In parallel steps, all branches receive the same input. Their outputs are concatenated and passed to whatever comes next.
Response agents
When a flow runs, every agent in the pipeline produces output internally. But the user doesn’t necessarily want to see all of it — they want the final result. The response agent flag controls which agent’s output appears in the response that the user sees.

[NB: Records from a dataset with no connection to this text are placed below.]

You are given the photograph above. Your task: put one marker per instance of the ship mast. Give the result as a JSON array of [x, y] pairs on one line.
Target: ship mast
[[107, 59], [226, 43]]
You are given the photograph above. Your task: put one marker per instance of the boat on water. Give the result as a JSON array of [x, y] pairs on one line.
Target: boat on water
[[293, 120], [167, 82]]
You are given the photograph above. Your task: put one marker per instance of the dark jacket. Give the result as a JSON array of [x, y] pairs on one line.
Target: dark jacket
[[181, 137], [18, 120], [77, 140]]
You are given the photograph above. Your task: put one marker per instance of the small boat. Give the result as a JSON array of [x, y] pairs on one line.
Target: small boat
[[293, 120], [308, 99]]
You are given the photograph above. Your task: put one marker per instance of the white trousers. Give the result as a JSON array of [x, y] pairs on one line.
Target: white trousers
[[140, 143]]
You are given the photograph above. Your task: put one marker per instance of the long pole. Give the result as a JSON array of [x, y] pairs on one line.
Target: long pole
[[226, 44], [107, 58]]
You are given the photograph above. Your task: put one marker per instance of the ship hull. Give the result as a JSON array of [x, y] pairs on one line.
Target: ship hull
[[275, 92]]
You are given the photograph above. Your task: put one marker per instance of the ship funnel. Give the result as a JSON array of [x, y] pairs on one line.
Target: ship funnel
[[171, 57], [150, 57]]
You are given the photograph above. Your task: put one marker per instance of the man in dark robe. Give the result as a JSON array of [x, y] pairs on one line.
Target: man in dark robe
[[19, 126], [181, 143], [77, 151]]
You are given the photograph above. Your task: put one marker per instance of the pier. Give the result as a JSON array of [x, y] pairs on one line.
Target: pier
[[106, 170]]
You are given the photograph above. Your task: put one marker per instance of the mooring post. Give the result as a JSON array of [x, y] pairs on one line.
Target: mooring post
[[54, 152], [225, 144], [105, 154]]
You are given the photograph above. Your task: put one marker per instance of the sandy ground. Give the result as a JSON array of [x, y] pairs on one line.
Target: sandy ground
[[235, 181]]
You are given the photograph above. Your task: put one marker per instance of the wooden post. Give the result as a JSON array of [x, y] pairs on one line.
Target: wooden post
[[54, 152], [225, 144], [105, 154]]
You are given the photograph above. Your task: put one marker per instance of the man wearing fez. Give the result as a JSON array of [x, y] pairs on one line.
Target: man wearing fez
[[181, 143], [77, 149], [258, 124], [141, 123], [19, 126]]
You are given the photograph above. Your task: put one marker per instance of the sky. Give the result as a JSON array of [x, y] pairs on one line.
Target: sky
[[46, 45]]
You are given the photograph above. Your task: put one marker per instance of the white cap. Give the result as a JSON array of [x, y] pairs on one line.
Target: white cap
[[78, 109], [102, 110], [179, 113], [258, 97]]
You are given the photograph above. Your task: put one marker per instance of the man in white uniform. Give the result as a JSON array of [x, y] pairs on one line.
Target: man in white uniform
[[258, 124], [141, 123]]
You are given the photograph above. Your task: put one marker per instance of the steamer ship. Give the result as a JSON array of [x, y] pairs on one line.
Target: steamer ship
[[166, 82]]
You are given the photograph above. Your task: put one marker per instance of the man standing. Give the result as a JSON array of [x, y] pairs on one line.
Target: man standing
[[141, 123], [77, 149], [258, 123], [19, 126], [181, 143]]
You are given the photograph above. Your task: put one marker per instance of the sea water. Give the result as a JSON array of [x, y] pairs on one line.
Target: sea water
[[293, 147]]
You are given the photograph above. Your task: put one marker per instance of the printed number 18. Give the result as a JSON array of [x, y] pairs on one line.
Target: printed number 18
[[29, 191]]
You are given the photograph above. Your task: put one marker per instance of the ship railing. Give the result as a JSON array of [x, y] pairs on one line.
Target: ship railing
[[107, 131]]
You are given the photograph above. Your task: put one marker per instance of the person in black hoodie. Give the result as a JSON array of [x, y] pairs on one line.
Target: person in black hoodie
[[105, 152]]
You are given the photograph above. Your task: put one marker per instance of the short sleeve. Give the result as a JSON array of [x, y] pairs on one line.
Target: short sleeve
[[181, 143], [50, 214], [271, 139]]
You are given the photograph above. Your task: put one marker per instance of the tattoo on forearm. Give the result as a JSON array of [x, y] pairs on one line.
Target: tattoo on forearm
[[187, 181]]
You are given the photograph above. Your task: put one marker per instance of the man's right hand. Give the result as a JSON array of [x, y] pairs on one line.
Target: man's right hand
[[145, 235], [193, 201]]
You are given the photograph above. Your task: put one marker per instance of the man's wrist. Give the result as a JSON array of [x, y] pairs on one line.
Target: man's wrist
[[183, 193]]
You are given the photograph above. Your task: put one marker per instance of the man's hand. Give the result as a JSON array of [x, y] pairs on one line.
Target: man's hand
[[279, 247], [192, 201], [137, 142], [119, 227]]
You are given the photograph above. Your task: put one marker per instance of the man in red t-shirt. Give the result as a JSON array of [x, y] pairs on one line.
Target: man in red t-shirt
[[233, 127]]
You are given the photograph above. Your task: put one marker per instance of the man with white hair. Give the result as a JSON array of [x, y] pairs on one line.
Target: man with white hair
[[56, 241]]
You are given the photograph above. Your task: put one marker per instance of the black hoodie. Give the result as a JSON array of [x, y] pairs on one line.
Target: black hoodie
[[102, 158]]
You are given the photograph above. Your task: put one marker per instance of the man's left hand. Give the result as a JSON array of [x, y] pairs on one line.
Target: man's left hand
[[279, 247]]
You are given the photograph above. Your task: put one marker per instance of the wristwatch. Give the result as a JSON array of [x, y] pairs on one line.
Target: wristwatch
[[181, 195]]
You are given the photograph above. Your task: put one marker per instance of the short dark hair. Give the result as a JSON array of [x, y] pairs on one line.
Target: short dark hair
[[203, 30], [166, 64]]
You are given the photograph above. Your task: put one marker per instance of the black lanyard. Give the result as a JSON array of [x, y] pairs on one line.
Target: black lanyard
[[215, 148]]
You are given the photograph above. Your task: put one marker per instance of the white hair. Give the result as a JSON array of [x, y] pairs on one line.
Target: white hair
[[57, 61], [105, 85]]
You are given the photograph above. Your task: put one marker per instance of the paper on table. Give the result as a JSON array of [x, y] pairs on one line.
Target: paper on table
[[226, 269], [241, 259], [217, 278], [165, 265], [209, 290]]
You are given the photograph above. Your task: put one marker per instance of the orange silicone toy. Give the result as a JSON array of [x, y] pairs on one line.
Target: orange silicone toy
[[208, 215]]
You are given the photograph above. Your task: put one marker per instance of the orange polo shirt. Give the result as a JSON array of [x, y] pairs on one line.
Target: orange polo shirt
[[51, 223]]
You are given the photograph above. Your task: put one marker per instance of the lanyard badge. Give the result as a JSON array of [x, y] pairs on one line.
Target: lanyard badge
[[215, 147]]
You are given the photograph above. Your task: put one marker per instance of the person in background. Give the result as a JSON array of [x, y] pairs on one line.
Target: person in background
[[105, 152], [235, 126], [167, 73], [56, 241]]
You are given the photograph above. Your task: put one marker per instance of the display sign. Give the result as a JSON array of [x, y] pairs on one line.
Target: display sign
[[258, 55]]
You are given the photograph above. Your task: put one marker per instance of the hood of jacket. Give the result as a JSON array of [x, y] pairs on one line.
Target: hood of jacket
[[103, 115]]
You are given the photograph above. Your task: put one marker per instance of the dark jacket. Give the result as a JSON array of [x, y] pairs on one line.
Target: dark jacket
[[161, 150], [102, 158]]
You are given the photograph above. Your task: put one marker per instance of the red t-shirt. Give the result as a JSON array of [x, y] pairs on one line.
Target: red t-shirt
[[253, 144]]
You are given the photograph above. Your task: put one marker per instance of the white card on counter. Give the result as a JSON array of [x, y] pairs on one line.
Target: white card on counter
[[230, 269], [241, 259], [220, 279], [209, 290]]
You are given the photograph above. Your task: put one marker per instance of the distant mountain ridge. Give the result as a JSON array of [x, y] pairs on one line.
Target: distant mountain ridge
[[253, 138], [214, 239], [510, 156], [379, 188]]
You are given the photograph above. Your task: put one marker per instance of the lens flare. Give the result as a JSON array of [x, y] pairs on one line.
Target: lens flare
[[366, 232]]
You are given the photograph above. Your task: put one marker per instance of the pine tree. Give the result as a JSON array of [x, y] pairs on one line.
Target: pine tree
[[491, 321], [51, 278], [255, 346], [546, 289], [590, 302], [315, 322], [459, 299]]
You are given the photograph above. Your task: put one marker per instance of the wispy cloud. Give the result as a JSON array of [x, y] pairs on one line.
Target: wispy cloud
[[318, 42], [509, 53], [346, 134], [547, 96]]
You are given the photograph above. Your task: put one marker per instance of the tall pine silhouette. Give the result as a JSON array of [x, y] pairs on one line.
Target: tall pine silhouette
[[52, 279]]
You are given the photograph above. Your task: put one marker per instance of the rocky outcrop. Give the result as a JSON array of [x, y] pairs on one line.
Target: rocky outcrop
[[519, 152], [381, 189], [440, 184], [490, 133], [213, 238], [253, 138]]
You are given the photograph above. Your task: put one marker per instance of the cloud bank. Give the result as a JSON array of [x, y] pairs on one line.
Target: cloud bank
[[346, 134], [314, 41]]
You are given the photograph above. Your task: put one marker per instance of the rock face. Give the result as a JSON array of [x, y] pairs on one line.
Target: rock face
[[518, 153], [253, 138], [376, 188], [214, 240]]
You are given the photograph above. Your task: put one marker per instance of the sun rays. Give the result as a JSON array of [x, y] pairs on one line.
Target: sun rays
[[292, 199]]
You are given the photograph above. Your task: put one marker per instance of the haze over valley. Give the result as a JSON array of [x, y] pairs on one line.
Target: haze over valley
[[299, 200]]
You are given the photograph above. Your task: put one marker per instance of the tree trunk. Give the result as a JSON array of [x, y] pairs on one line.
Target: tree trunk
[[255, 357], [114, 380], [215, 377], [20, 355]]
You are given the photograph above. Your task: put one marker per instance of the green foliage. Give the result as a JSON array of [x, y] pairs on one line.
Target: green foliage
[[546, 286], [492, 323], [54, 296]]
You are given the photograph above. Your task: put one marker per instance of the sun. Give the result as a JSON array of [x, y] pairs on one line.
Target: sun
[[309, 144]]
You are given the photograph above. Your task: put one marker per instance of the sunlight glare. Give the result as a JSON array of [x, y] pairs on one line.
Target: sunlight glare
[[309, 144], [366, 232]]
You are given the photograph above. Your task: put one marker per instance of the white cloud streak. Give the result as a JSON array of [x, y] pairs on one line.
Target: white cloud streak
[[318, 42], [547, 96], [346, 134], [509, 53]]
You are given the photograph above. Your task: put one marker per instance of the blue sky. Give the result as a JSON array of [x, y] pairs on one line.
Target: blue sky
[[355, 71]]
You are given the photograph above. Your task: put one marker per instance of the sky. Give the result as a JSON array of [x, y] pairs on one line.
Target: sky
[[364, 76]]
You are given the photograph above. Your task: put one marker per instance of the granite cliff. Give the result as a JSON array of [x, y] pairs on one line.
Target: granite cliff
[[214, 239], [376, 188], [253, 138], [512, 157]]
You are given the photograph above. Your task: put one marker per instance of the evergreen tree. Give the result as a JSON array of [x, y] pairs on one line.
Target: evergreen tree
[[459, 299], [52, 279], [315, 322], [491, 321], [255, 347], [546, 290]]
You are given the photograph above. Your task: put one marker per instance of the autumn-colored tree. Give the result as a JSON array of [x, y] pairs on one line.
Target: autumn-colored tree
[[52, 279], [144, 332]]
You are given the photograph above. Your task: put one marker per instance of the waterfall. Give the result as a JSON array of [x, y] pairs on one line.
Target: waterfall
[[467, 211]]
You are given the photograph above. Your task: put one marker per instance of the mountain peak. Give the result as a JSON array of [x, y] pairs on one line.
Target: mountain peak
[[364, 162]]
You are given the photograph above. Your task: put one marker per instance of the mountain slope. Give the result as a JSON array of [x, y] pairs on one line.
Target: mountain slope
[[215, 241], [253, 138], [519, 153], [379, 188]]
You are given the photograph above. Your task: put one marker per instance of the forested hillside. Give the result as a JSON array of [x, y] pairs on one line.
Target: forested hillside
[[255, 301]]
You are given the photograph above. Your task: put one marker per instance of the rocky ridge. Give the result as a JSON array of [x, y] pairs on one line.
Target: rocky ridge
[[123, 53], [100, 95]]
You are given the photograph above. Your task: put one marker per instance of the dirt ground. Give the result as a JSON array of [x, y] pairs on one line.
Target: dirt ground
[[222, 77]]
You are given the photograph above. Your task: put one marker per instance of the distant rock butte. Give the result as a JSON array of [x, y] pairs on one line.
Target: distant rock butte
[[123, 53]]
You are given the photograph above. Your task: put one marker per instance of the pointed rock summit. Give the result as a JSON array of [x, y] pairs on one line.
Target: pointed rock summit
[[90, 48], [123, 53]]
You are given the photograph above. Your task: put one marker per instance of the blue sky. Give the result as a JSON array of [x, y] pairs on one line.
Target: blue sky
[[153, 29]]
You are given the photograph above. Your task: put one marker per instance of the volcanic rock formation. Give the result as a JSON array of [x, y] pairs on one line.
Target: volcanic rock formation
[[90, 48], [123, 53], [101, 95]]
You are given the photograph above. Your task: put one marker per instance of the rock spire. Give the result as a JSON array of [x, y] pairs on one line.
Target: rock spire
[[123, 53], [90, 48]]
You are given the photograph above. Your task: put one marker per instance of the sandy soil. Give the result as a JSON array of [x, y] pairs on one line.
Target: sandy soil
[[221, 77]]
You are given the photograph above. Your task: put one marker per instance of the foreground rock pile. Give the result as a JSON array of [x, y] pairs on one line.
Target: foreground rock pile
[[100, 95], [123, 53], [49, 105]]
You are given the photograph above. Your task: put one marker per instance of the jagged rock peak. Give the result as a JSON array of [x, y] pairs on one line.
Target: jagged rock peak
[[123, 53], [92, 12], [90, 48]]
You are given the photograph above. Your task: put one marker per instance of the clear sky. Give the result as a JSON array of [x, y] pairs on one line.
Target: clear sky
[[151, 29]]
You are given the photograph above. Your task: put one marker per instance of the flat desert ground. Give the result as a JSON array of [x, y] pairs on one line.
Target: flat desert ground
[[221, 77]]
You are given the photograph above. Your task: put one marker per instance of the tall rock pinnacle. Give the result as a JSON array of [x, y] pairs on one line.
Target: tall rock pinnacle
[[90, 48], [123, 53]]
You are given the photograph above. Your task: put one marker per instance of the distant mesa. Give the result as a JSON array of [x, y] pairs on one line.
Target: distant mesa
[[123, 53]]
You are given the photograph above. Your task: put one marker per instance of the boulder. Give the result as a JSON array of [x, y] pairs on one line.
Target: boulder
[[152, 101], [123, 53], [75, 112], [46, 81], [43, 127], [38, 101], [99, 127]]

Mark one or more agent steps as “response agent” in the flow editor. Only those agents’ outputs will be included in the final response. This is especially useful for flows where intermediate steps (research, validation, formatting) produce output that’s useful for the pipeline but not for the user.
Spokesperson (Voice UI)
When a flow is selected in the Voice UI, you can choose which agent acts as the spokesperson — the voice the user hears. The spokesperson’s TTS and STT configuration determines how the flow sounds and how it listens.
By default, the spokesperson is the first response agent. But you can switch it from the agent switcher in the Voice UI. This lets you, for example, have a flow where the “manager” agent is the response agent (its text appears in chat) but the “presenter” agent is the spokesperson (its voice is what you hear).
See Voice UI — Spokesperson for details.
Example flows
Research Pipeline (4 agents)
A parallel research stage where two researchers work simultaneously, a critique stage, then synthesis.
Sequential
├── Parallel
│ ├── Agent: Researcher A
│ └── Agent: Researcher B
├── Agent: Fact Checker
└── Agent: Synthesizer (response agent)
Debate Arena (3 agents)
A loop where two debaters argue while a moderator controls the flow.
Loop (maxIterations: 5)
└── Sequential
├── Agent: Debater A
├── Agent: Debater B
└── Agent: Moderator (calls exit_loop when debate is resolved)
Software Factory (13 agents)
A full SDLC pipeline with parallel development branches and quality loops.
Sequential
├── Agent: Product Manager
├── Agent: Architect
├── Parallel
│ ├── Agent: Frontend Developer
│ ├── Agent: Backend Developer
│ └── Agent: Database Engineer
├── Loop
│ └── Sequential
│ ├── Agent: QA Engineer
│ └── Agent: Code Reviewer
├── Agent: Technical Writer
├── Agent: Security Auditor
└── Agent: Deployment Manager (response agent)
These are just patterns. You can build any workflow topology that makes sense for your use case.